ÉCLAIRAGE - Le principal suspect dans le meurtre d'Angélique, qui a reconnu les faits, était inscrit au fichier judiciaire automatisé des auteurs d’infractions sexuelles et violentes (FIJAISV).

Près de 78.000 noms sont inscrits sur le fichiers des délinquants sexuels
Près de 78.000 noms sont inscrits sur le fichiers des délinquants sexuels
Crédit : SALOM-GOMIS SEBASTIEN/SIPA
Claire Gaveau
Claire Gaveau

Trois jours après la disparition d'Angélique, 13 ans, le corps de l'adolescente a été retrouvée samedi 28 avril. Un individu de 45 ans, interpellé dans la soirée, a rapidement reconnu les faits au début de sa garde à vue avant d'emmener les forces de l'ordre à l'endroit même où il avait déposé sa victime.

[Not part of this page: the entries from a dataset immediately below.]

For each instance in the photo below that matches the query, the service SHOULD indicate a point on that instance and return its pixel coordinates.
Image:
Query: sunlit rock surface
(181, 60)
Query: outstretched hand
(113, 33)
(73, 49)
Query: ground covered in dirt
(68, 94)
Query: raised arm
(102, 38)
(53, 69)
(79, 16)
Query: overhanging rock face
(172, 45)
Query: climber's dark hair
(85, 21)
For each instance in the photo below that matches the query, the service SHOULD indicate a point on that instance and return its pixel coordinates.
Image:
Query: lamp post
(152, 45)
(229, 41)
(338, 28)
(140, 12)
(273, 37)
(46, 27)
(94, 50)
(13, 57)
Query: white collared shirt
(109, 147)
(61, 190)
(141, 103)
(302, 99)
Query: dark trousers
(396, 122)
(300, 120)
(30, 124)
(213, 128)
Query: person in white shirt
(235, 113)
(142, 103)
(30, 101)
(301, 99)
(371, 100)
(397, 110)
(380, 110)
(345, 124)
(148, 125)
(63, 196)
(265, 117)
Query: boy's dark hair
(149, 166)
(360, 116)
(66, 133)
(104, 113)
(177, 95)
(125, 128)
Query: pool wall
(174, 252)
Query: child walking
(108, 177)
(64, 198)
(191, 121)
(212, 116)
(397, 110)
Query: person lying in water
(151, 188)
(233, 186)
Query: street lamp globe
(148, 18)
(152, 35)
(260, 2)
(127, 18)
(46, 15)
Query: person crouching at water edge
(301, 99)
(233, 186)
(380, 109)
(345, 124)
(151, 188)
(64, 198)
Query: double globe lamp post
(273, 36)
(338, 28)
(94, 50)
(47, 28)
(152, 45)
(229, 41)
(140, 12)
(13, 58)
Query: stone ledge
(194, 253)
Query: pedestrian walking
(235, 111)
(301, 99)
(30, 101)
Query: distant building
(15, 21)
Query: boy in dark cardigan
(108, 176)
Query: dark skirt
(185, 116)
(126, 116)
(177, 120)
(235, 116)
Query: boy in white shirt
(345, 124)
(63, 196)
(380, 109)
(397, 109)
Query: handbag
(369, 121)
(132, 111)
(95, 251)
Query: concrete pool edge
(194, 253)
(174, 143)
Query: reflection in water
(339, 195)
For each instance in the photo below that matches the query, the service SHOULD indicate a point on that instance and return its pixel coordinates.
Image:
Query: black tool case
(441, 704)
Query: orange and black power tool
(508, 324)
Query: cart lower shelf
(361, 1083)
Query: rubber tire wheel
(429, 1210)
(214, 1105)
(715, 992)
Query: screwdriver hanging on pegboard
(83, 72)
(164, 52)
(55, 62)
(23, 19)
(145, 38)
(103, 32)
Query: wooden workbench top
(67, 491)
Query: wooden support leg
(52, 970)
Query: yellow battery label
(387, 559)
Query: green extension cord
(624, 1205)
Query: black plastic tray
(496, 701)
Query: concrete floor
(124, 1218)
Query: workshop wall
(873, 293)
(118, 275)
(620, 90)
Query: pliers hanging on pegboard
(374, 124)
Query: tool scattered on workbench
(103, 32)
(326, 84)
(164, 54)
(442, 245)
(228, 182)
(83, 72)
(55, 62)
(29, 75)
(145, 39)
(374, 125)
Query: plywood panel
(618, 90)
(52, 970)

Un homme, un ancien voisin de la famille d'Angélique, qui était déjà connu des services de police. En 1996, alors âgé d’une vingtaine d’années, le suspect avait été condamné pour "viol avec arme", "attentats à la pudeur aggravés" et "vol avec violence" commis en 1994 sur une mineure de 13 ans.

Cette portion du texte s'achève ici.